In the present case, Respondent has submitted undisputed evidence that Petitioner has failed to exhaust his challenge to the BOP's computation of his sentence. See Sanchez Decl., ¶ 6 & Ex. B. In fact, the evidence demonstrates that Petitioner did not pursue any of his administrative remedies before seeking relief in federal court. See id. Petitioner has not offered any evidence to the contrary, nor has Petitioner suggested any justification for excusing the exhaustion requirement.

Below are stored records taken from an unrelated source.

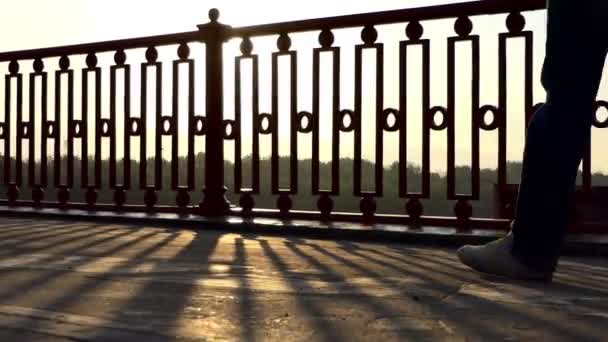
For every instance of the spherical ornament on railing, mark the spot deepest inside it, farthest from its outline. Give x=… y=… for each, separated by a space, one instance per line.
x=120 y=196
x=37 y=195
x=91 y=60
x=388 y=124
x=326 y=38
x=597 y=122
x=13 y=67
x=433 y=113
x=183 y=51
x=515 y=22
x=230 y=129
x=347 y=120
x=463 y=26
x=369 y=34
x=368 y=206
x=246 y=202
x=90 y=196
x=150 y=197
x=305 y=122
x=246 y=46
x=265 y=121
x=151 y=54
x=325 y=204
x=38 y=65
x=214 y=15
x=496 y=118
x=463 y=210
x=284 y=203
x=63 y=196
x=64 y=63
x=120 y=57
x=183 y=197
x=12 y=193
x=414 y=30
x=283 y=42
x=414 y=209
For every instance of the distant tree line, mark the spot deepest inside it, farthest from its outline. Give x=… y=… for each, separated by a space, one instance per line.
x=389 y=203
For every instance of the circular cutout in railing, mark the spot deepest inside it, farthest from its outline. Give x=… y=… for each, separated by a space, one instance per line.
x=230 y=129
x=414 y=30
x=600 y=116
x=305 y=122
x=167 y=125
x=38 y=65
x=434 y=115
x=13 y=67
x=200 y=125
x=493 y=123
x=91 y=60
x=463 y=26
x=246 y=46
x=64 y=63
x=326 y=38
x=265 y=123
x=151 y=54
x=105 y=128
x=77 y=129
x=183 y=51
x=25 y=130
x=347 y=120
x=135 y=126
x=391 y=120
x=50 y=129
x=120 y=57
x=515 y=22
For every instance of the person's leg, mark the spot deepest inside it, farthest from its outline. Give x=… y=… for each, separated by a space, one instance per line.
x=558 y=132
x=576 y=47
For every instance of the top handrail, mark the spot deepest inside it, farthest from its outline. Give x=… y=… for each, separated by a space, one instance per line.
x=473 y=8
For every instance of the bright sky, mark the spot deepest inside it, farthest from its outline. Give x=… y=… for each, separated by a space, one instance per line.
x=42 y=23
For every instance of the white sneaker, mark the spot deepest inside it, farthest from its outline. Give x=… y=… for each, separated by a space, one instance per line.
x=495 y=258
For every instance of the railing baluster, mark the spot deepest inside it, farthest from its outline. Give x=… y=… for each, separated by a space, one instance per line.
x=13 y=183
x=325 y=203
x=214 y=34
x=284 y=202
x=414 y=207
x=368 y=203
x=515 y=24
x=183 y=198
x=246 y=201
x=150 y=195
x=35 y=183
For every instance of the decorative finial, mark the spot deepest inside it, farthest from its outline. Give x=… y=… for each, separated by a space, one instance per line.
x=214 y=14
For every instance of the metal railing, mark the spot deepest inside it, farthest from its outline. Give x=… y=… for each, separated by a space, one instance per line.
x=215 y=129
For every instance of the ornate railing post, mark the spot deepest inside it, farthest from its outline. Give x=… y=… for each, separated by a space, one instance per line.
x=214 y=35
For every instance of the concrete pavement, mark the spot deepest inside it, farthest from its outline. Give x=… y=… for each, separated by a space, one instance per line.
x=77 y=281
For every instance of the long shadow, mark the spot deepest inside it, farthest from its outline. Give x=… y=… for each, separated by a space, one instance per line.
x=79 y=248
x=41 y=231
x=245 y=293
x=356 y=250
x=22 y=226
x=487 y=306
x=322 y=326
x=75 y=295
x=39 y=281
x=16 y=224
x=171 y=297
x=380 y=310
x=74 y=235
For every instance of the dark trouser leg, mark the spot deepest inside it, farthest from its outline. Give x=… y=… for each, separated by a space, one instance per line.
x=558 y=132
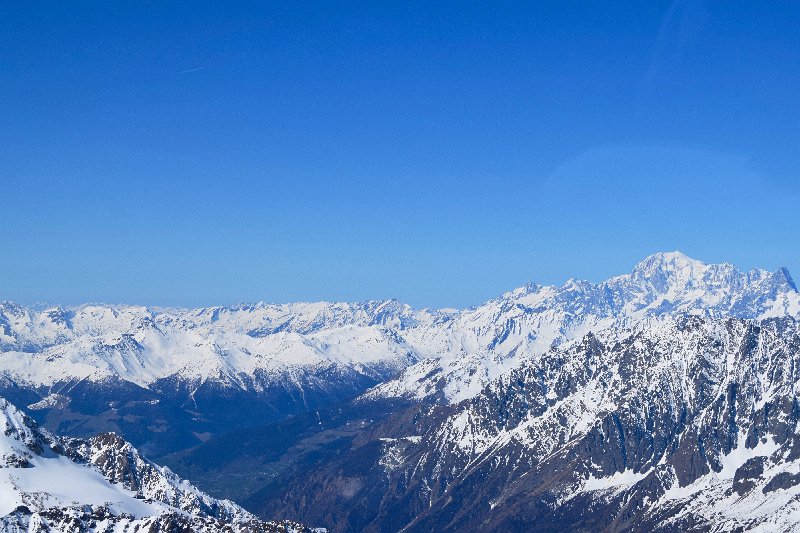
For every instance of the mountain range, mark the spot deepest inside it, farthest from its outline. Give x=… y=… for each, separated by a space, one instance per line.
x=663 y=399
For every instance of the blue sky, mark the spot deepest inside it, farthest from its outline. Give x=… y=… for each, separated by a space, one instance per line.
x=436 y=152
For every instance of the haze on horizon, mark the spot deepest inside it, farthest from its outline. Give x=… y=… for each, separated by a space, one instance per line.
x=441 y=155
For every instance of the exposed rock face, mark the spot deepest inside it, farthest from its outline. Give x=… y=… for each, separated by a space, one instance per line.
x=58 y=484
x=169 y=379
x=674 y=425
x=664 y=399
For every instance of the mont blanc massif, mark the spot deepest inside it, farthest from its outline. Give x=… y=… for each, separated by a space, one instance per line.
x=662 y=400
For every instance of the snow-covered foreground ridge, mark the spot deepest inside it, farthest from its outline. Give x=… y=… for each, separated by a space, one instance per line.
x=449 y=355
x=50 y=483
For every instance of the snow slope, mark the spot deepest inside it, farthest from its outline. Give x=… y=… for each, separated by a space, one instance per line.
x=53 y=481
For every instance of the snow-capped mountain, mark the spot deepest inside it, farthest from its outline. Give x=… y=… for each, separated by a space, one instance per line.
x=662 y=399
x=466 y=351
x=672 y=424
x=140 y=371
x=49 y=483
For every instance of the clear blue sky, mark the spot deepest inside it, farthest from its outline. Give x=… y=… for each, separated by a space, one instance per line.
x=436 y=152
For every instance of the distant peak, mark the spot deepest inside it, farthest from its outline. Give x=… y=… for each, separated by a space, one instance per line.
x=666 y=261
x=783 y=275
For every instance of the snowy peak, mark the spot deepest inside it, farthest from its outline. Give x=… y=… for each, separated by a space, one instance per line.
x=52 y=481
x=20 y=437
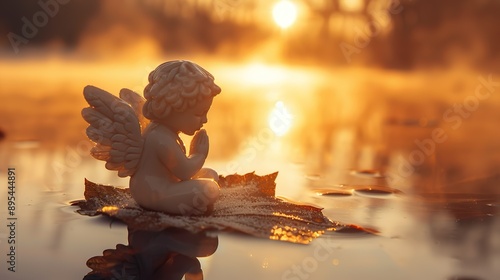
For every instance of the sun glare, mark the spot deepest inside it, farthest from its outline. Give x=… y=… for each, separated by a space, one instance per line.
x=280 y=120
x=284 y=13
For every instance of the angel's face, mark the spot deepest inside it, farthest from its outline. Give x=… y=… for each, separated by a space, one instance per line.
x=191 y=120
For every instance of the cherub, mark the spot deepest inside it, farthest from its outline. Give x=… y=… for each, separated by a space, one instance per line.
x=140 y=137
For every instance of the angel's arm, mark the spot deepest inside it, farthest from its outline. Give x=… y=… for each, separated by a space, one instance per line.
x=175 y=160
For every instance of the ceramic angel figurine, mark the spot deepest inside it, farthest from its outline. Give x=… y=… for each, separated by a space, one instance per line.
x=139 y=137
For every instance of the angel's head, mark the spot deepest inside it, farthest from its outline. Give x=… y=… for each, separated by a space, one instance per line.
x=180 y=93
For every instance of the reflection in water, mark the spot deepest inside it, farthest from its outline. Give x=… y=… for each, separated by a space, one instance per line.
x=168 y=254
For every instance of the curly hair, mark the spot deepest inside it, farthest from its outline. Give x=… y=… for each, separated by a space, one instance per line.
x=175 y=86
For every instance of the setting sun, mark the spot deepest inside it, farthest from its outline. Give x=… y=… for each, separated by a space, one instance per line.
x=284 y=13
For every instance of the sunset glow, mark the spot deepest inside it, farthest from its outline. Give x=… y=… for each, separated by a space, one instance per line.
x=285 y=13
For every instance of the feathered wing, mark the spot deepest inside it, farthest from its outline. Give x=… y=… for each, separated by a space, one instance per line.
x=137 y=102
x=115 y=128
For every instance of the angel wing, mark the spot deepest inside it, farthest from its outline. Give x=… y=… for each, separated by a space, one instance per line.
x=115 y=128
x=137 y=102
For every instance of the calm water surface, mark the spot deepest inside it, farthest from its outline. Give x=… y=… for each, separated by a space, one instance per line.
x=367 y=160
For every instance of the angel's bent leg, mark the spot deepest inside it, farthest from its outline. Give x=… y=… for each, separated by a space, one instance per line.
x=207 y=173
x=192 y=197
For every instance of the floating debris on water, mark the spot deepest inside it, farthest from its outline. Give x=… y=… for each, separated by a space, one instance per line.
x=368 y=173
x=348 y=190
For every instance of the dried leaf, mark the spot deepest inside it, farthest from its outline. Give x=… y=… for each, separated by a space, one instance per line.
x=247 y=204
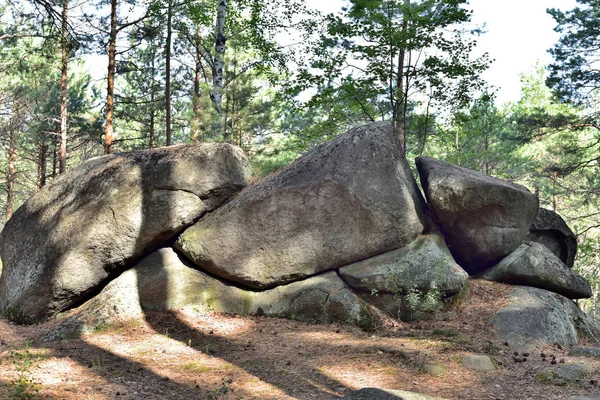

The Court should not excuse Petitioner's failure to exhaust his administrative remedies. There is no factual basis herein for finding the administrative remedy process futile or unavailable. All levels of the administrative remedy process remain available to Petitioner for purposes of pursuing his challenge to the BOP's computation of his sentence. At a minimum, administrative exhaustion would provide the BOP with an opportunity to correct any alleged errors in computing Petitioner's sentence and would further develop the record concerning the BOP's alleged failure to award Petitioner full credits for the time previously served in state custody. See Chua Han Mow v. United States, 730 F.2d at 1313-14 (affirming district court's refusal, due to lack of administrative exhaustion, to consider habeas petition challenging BOP's failure to accord petitioner credit for time served elsewhere, where there were factual disputes concerning the prior time served and where the failure to exhaust rendered the record inadequate for review); see also McKinney v. Shinn, 2017 WL 2312826, at *3 (C.D. Cal. Apr. 24, 2017), adopted, 2017 WL 2312350 (C.D. Cal. May 26, 2017), appeal dism'd, 2017 WL 6764905 (9th Cir. Nov. 8, 2017) (“sentence and credit calculations are particularly the sort of claims that benefit most from the full development of an administrative record”) (citation omitted). Furthermore, relaxation of the exhaustion requirement in the present case improperly would encourage the deliberate bypass of the BOP's administrative scheme. See Laing v. Ashcroft, 370 F.3d at 1000; see also Peterson v. Langford, 2017 WL 11635411, at *2 (C.D. Cal. Sept. 25, 2017) (declining to excuse petitioner's failure to exhaust administrative remedies where petitioner pursued no administrative redress prior to filing suit; “excusing compliance with the administrative review process in this instance would improperly encourage the deliberate bypass of the BOP's administrative review process”) (citation omitted); Godley v. United States, 2014 WL 12042565, at *3 (C.D. Cal. Aug. 7, 2014) (same). Under the circumstances, the Court should not excuse the exhaustion requirement in this case.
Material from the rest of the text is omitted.